Phase coexistence in a monolayer of active particles induced by Marangoni flows

TL;DR

This paper models how active particles at a fluid interface generate Marangoni flows that lead to phase coexistence and stratified structures, revealing collective effects that influence observable spatial arrangements.

Contribution

It introduces a mean-field model showing how activity-induced Marangoni flows cause phase coexistence and stratification in active particle monolayers at fluid interfaces.

Findings

Development of onion-like density distributions.

Observation of phase transitions from liquid to hexatic and solid to hexatic.

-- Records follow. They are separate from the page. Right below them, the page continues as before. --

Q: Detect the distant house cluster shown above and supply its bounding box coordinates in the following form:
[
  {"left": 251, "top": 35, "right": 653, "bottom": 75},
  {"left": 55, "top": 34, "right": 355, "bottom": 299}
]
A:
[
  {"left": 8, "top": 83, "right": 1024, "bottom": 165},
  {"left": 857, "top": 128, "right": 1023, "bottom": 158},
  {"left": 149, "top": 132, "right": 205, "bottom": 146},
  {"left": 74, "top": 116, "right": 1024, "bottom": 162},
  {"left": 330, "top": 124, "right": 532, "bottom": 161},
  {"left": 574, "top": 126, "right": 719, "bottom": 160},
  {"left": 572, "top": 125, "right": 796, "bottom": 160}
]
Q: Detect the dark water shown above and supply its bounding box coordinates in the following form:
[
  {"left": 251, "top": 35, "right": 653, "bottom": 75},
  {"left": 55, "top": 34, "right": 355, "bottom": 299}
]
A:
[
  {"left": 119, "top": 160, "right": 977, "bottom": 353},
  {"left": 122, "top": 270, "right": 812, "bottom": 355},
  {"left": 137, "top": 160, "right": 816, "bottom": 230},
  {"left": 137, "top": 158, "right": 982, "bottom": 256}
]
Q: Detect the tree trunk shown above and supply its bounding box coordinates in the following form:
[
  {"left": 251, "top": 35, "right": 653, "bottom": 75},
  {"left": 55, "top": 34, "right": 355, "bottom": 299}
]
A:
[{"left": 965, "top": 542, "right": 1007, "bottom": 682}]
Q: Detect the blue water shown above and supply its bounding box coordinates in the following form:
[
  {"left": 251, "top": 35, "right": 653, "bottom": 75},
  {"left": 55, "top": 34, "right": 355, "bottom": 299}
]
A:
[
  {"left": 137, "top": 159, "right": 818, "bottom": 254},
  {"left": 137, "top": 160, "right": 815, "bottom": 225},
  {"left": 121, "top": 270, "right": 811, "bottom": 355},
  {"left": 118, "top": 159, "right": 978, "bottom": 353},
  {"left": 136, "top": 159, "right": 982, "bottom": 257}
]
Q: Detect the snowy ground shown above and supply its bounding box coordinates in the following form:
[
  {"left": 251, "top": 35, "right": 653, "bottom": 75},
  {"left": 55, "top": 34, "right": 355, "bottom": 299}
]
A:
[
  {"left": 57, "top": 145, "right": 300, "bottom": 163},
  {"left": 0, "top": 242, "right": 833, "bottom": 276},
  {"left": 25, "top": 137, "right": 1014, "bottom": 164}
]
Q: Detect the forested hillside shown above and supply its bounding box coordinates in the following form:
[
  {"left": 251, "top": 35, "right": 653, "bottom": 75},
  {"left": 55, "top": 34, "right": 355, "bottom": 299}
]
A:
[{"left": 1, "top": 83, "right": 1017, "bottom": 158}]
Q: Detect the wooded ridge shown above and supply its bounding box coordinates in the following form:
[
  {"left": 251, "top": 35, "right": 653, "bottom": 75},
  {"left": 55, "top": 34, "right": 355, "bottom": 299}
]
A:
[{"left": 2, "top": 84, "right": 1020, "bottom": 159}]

Marangoni flows significantly influence spatial structures despite weak activity detection.

Abstract

Thermally or chemically active colloids generate thermodynamic gradients in the solution in which they are immersed and thereby induce hydrodynamic flows that affect their dynamical evolution. Here we study a mean-field model for the many-body dynamics of a monolayer of active particles located at a fluid-fluid interface. In this case, the activity of the particles creates long-ranged Marangoni flows due to the response of the interface, which compete with the direct interaction between the particles. For the most interesting case of a $r^{-3}$ soft repulsion that models the electrostatic or magnetic interparticle forces, we show that an "onion-like" density distribution will develop within the monolayer. For a sufficiently large average density, two-dimensional phase transitions (freezing from liquid to hexatic, and melting from solid to hexatic) should be observable in a radially stratified structure. Furthermore, the analysis allows us to conclude that, while the activity may be too weak to allow direct detection of such induced Marangoni flows, it is relevant as a collective effect in the emergence of the experimentally observable spatial structure of phase coexistences noted above. Finally, the relevance of these results for potential experimental realizations is critically discussed.